Aku hanya mendengarkan pembicaraan mereka. Otakku sudah diajak mikir. Pening. Rasanya ingin meledak ini kepala.
Taqi melambaikan tangan ke mataku. "Oiii … Kin. Kok diem aja? Kowe dengerin omongan kami nggak sih?"
Aku pun tersadar dari lamunan. "Dengerin kok. Cuma nggak gitu fokus aja. Bisa nggak bahas omset akhir bulan aja? Aku lagi pusing nih."
"Pusing kenapa? Kamu sakit, Kin? Atau mau datang bulan? Eh, tapi rasanya kamu PMS tanggal 20an ke atas deh. Sekarang baru tanggal 15. Apa PMS-nya maju lagi?" celetuk Adrish. Efek terlalu sama dia, dia sampai hapal jadwal PMS-ku. Sial.
"Nggak sih. Cuma pikiranku tertuju ke Imel dan Dianita yang ngancem resign."
"Hah? Imel dan Dianita ngancem resign? Kenapa coba?"
"Makanya kalau aku nelepon tuh diangkat." Aku mulai menceritakan permasalahan Imel dan Dianita. "Untung ada Renaldy tadi. Dia ngasih saran bijak. Setidaknya dia bisa sedikit menenangkanku saat kalian lagi nggak ada."
Adris dan Taqi saling berpandangan. "Dia ngasih saran apa ke kamu?" Adrish kepo.
Aku cerita aja sekalian apa yang dikatakan Renaldy.
"Itu definisi carmuk nggak sih?" sahut Taqi.
"Aku juga mikir gini."
"Hush. Kalian suuzon aja sama orang. Aku rasa dia baik dan orangnya perhatian kok. Mungkin tadi emang aku pucet makanya Renaldy nyamperin aku takut aku kenapa-napa."

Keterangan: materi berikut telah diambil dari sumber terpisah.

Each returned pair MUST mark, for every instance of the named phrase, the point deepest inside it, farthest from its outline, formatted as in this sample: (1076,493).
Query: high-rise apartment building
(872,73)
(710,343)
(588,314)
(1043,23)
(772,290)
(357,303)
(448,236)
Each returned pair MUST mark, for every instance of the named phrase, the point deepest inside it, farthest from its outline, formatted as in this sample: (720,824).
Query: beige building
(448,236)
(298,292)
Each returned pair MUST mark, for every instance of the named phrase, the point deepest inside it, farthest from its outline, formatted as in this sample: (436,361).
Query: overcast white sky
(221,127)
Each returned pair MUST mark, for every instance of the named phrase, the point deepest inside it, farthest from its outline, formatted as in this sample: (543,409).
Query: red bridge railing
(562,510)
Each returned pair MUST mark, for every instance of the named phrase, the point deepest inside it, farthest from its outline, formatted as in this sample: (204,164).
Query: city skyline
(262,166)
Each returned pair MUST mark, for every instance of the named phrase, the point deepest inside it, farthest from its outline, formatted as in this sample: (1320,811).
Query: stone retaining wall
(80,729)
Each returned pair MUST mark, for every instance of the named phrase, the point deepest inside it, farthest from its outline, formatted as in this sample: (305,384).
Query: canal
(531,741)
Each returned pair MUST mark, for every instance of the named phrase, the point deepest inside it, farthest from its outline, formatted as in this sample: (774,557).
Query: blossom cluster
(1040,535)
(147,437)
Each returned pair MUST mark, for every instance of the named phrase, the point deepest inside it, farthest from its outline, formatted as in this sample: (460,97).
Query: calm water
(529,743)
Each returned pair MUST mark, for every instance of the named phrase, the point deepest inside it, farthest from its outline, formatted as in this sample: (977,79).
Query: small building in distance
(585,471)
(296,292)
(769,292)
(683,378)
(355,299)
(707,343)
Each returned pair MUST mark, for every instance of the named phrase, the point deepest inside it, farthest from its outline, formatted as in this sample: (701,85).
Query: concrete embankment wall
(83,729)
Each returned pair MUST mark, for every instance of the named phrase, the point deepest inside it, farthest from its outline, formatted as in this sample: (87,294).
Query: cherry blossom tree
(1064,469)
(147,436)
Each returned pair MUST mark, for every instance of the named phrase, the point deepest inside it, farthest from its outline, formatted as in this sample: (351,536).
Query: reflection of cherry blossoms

"Terus kita mesti gimana soal Imel dan Dianita? Soal omset yang kalian bicarakan tadi, nanti aku minta Leci lagi aja mukbang lagi di sini dengan menu baru," lanjutku lagi.
"Nah, setuju. Soal Imel dan Dianita, besok deh aku bicara sama mereka berdua. Siapa tau masih bisa didamaikan dan nggak jadi resign."
Aku melirik jam yang melingkar di pergelangan tangan kiriku. Jarumnya menunjukkan pukul 23.00. "Ya udah yuk pulang. Aku udah pusing banget nih. Pengen buru-buru rebahan."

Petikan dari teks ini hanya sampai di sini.